Lab points are assigned during the check-off interview with a member of the lab staff. These interviews take place during staffed hours in 32-083. Please come prepared to show your code in operation and talk about the details of its implementation. So you should either bring along your laptop or upload your task files to your Athena account before coming to the interview. Interviews happen on a first-come first-served basis and can happen anytime after you've completed a task, but must be completed within one week of the lab due date in order to receive full credit. Interviews after this deadline are subject to the same late penalties as late on-line check-ins. Each task has some interview questions which you should review beforehand.

Task 1: Plotting received data samples (1 point)

Many wire-based digital signaling systems encode data by transmitting a sequence of voltages down the wire which are then sampled by the receiver. The exact assignment of voltages depends on the communication protocol, but typically a single data bit is represented by one of two voltages and there's a specification that tells how to interpret the voltages as bits. Here's the specification we'll be using:

For this task the transmitter will be sending either -0.5V or +0.5 volts with quick transitions between signaling levels. But by the time the signal reaches the receiver we'd expect to find slower transitions and some amount of noise added to the signal. We'd also expect some attenuation (i.e., reduced voltage swings), but we'll be ignoring this effect for this lab since it's easily corrected by an amplifier whose gain is automatically adjusted to restore the signal to it's original levels (usually labeled "AGC" in receiver block diagrams).

The received signal is represented by a numpy array containing floating point numbers representing voltages sampled from the wire at 256,000 samples/second. The symbol rate is 32,000 symbols/second, i.e., each data bit appears as eight consecutive samples (assuming the receiver's sampling clock is exactly matched to the transmitter's -- more about this in Task 3).

Write a Python procedure plot_data that takes a single argument -- the numpy array described above -- and plots it as a new figure using routines from the matplotlib.pyplot module.

The newly created figure should have the appropriate labels on the X and Y axes ("Sample number" and "Voltage") and title of "Receiver data".
To make it easier to interpret the data there should be a grid.
A good convention is to use line plots for continuous data and point plots (i.e., markers only, no lines) for sampled data. Try both styles and see which you think works best for this task.

The matplotlib.pyplot tutorial (see link at top of this page) is a good place to learn how to accomplish all this.

Start by downloading lab1.py to the directory in which you'll be doing your code development. This file contains code for testing your implementation. As second file, lab1_1.py, is a template for your Task #1 design file that shows how to use the testing code.

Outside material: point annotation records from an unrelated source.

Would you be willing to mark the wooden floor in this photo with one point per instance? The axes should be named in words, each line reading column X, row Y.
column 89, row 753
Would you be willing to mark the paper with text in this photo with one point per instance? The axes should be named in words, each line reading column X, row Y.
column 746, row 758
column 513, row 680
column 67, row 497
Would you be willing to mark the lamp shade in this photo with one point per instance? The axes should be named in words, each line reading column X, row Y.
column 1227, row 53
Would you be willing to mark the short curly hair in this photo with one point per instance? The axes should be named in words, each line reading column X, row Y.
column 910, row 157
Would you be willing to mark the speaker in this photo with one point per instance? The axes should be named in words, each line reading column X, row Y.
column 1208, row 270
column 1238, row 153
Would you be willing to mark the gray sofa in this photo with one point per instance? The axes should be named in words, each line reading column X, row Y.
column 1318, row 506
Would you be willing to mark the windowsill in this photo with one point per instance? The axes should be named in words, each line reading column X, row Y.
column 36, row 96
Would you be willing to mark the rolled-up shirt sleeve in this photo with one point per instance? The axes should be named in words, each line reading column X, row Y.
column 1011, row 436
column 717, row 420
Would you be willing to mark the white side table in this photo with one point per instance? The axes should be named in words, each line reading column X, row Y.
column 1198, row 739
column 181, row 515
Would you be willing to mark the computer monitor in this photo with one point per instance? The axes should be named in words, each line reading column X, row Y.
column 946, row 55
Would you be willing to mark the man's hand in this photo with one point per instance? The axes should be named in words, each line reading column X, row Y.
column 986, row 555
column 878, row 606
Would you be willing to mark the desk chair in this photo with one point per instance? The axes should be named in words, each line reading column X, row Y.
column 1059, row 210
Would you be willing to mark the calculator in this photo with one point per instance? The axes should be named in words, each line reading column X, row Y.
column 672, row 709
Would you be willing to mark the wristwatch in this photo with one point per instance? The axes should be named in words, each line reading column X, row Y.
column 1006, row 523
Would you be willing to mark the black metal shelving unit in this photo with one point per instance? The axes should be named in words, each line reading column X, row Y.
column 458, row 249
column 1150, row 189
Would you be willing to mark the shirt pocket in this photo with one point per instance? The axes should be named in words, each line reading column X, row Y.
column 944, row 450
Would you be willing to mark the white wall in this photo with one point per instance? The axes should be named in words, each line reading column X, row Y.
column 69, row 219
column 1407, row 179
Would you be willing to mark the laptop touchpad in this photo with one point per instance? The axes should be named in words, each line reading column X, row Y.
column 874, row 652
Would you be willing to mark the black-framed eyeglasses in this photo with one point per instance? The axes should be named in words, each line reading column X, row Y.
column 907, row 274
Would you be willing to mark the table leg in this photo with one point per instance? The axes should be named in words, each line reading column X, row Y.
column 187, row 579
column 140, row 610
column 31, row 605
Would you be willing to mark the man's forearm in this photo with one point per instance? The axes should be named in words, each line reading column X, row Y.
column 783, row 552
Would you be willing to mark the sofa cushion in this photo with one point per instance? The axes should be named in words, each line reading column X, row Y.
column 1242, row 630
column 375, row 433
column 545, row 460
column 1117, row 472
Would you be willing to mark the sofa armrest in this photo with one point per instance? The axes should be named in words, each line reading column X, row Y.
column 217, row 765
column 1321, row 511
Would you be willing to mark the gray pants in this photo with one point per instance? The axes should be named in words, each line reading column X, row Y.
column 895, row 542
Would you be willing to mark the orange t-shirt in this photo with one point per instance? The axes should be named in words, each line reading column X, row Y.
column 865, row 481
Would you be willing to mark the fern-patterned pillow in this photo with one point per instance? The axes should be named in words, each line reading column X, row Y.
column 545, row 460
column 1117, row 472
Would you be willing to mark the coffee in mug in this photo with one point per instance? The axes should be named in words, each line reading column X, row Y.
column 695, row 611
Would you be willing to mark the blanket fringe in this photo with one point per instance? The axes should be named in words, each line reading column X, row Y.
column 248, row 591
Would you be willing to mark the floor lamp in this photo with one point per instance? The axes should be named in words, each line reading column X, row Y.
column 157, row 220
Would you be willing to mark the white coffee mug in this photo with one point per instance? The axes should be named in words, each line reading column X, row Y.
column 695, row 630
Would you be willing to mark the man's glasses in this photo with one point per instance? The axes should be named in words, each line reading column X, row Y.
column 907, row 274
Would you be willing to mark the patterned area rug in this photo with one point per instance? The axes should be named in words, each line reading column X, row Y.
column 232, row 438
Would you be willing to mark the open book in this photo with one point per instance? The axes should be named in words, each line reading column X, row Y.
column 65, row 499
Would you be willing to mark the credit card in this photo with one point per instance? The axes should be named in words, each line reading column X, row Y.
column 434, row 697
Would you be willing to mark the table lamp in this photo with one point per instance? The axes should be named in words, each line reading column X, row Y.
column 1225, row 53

# lab1_1.py -- template for your Task #1 design file
import matplotlib.pyplot as p
import lab1

# if you're using iPython, the following call enable matplotlib's
# interactive mode so plots will appear immediately -- useful
# when experimenting...
p.ion()

def plot_data(data):
    """
    Create a new figure and plot data
    """
    pass # replace this with your commented code

# testing code.  Do it this way so we can import this file
# and use its functions without also running the test code.
if __name__ == '__main__':
    # supply some test data to plot_data...
    lab1.task1_test(plot_data)

Interview questions:

Looking at the plot:

Can you estimate the magnitude of the total noise generated by the combination of transmitter, channel and receiver noise?
As part of the process of convertering the voltage samples back to bits, we have to decide exactly which samples should be used. Recalling that there are eight data samples for each transmitted bit, explain which of the eight samples would be the best choice to use for determining the value of the transmitted bit.

Task 2: Recover digital data (4 points)

In this task the transmitter has been designed to send sequences of characters; each character is an 8-bit value. In the discussion below, we'll use "bit" to refer to a message bit, "voltage sample" to refer to a sampled voltage value and "digitized sample" to refer to a digitized voltage sample. Remember that in our scheme each bit appears as eight consecutive samples.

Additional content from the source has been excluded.